Pourquoi ne pas s’accepter telle que la nature l’a décidé ?

Pourquoi changer d’état civil ?

Pour quoi faire une transition?

Pourquoi… ?

Avez-vous déjà tenté d’arrêter de respirer ? Dans le meilleur des cas, vous résistez environ deux minutes. Ensuite, il faut lâcher prise et respirer à nouveau sinon vous courez tout droit à la perte de connaissance. Et bien, pour une personne transgenre, ne pas faire sa transition c’est tenter de vivre sans respirer. On y parvient quelques temps, souvent plus longtemps que deux minutes mais on finit tout de même par en crever. Nous devons la faire tout simplement parce que c’est vital !!!! À un certain moment, on ne peut plus vivre en étant quelqu’un d’autre ! C’est très dur d’être un parfait comédien et puis ce n’est absolument pas gai de mentir à tous nos proches et de nous mentir à nous même également. Alors, il ne nous reste que ce choix : entamer une transition vers le genre qui est le nôtre depuis toujours ou mourir !!!! Moi, j’ai choisi de vivre ma vie, ma vraie vie à plein poumons et j’en suis infiniment heureuse !

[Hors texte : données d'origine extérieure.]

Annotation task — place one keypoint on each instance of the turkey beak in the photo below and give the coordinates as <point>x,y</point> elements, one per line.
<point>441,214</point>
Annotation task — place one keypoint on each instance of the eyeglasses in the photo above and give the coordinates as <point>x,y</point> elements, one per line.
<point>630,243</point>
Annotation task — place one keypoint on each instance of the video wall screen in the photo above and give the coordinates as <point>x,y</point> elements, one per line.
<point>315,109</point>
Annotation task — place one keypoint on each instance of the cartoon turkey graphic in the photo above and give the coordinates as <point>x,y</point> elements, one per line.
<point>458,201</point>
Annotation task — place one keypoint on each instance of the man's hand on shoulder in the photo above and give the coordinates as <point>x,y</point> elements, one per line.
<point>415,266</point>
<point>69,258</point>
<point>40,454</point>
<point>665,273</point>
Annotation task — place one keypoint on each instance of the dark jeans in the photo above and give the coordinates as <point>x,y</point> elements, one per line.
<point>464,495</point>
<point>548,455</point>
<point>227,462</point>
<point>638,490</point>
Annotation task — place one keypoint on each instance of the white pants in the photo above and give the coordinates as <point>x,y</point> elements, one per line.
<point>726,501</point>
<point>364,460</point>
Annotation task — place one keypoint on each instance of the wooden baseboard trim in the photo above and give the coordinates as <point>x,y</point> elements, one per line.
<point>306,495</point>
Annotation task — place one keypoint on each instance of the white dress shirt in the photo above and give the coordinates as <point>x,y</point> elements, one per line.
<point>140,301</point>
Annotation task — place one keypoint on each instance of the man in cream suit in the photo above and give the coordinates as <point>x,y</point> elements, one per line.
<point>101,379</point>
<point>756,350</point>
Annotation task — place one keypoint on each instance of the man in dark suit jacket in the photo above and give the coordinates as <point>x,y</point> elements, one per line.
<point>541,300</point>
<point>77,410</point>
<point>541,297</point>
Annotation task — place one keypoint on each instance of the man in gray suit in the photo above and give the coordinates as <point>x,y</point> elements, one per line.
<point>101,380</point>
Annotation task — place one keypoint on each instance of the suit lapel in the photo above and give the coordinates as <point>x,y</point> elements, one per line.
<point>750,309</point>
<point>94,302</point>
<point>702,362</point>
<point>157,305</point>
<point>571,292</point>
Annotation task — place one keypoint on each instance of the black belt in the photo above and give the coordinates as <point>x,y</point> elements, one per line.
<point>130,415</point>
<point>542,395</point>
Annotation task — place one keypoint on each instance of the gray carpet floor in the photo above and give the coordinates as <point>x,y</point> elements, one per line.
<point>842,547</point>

On peut se poser beaucoup de questions. Après tout, à quoi bon ? À quoi bon effectuer un travail sur soi, tâcher de s’accepter, remettre en cause tout ce que l’on a appris ? À quoi bon briser les interdits  et les tabous, surprendre son entourage, si c’est pour risquer de le perdre ? Pourquoi mettre en danger ses relations sociales, son cercle familial ? Pourquoi renoncer à la sécurité dans la rue, à la sérénité dans la rencontre de nouvelles personnes ? Pourquoi devenir un objet de débats dont la liberté est mise en cause par ceux et celles qui s’arrogent le droit d’avoir leur mot à dire sur nos vies ? Alors, je leur pose ces questions : Qui vous a attribué ce droit ? Qu’ai-je à devoir justifier pour bénéficier du droit au bonheur comme tout être humain ? Qui êtes-vous pour vouloir me dicter ma vie ? Je ne suis pas votre esclave.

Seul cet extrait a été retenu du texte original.